Einer Elhauge is guest-blogging over at Volokh, and raising a bunch of interesting questions. One post draws a parallel between ELS and sabermetrics, leading one (clearly Boston-based) wag to ask, "if empirical legal studies are like sabermetrics, who is the legal equivalent of Joe Morgan?"
I'm not touching that one... But, in the spirit of the (baseball) season, I'd offer the following instead. Empirical researchers are taught early on to beware of selection bias -- drawing incorrect inferences from data which are nonrandomly sampled from a population. (An example would be concluding that early humans lived predominantly in caves, on the basis of finding paintings, remains of fire pits, and so forth there; because such artifacts are more likely to survive in caves than elsewhere, the available archaeological data are subject to selection bias). We also learn that there are ways of dealing with such data, including the class of "selection models" first developed by James Heckman.*
What does this have to do with baseball? As it happens, my partner-in-crime Jeff Gill and I recently published a paper about the political dynamics of public opinion toward the designated hitter rule. (That's the Yankees' Ron "Boomer" Blomberg, the first-ever DH, in the picture). Our paper draws on data from a September 1997 CBS News poll which utilized a "screening" question. Respondents (there were over 1,000 of them) were first asked how interested they were in watching or following baseball. The 440 who responded "very interested" or "somewhat interested" were then asked a series of follow-up questions, including whether they approved or disapproved of the designated hitter; the other 600 or so respondents were not asked the follow-ups.

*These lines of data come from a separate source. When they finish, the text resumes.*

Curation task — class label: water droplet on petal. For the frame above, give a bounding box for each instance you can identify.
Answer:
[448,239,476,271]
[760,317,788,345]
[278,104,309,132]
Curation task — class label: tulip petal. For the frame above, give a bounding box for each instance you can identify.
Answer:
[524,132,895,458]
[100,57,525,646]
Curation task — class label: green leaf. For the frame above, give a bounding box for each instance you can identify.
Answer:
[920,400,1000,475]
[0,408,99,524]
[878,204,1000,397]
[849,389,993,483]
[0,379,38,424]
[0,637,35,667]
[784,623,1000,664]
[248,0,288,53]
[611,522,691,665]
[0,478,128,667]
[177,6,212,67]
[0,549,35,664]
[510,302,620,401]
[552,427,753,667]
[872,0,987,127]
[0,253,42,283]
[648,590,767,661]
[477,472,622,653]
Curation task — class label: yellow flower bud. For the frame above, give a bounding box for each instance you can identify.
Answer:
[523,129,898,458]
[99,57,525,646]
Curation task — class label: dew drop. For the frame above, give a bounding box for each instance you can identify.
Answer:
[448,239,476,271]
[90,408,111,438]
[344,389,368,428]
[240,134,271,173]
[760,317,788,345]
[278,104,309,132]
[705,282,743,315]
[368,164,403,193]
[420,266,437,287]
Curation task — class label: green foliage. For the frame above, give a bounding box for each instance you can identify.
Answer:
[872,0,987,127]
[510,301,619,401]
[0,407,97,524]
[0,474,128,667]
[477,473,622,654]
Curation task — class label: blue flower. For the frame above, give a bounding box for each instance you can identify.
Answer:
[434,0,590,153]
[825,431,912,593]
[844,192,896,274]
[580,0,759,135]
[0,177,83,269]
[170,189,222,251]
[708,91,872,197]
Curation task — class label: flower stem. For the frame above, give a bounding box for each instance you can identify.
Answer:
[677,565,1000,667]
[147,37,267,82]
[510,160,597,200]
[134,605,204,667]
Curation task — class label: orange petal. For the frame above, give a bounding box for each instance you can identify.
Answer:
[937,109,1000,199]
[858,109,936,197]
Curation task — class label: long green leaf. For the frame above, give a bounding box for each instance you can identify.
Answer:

Our first thought was that the screening question raised the possibility of selection bias in the data, and our initial analyses used a Heckman-type selection model to correct for that. (For those of you desperate for an alternative to grading final exams, an older version of the paper that includes the selection model results is posted here). But one of the reviewers at QJPS pointed out (quite correctly) that, since the population of interest presumably only consists of individuals with some interest in baseball, the screening question posed no threat of selection bias. That is, individuals with no interest in baseball presumably can't have opinions about the DH, and so omitting them from our analysis is not a problem.
I offer this example to underscore a point that often gets lost in researchers' concerns about selection bias: The fact that one's data are somehow subject to a nonrandom selection process does not necessarily mean that selection bias will be the result. Too often, scholars -- including this one -- conflate the two, and rush to implement some sort of correction when in fact it none is needed. Instead, the key question is always whether the selection mechanism leads to bias vis-a-vis the phenomenon of interest, something only a thoughtful consideration of the question(s) and the data can answer.
* Good references on selection bias include Heckman (1979 Econometrica), Berk (1983 ASR), Winship and Mare (1992 Ann. Rev. Soc.), and Stolzenberg and Relles (1997 ASR). Selection bias in a qualitative-data context is reviewed by (among others) Geddes (1990 Political Analysis), King/Keohane/Verba (Designing Social Inquiry 1994, ch. 4), and Collier and Mahoney (1996 World Politics). More recently, Jonathan Koehler of the UT-Austin Business School has done some interesting experimental work on selection bias in a jury context.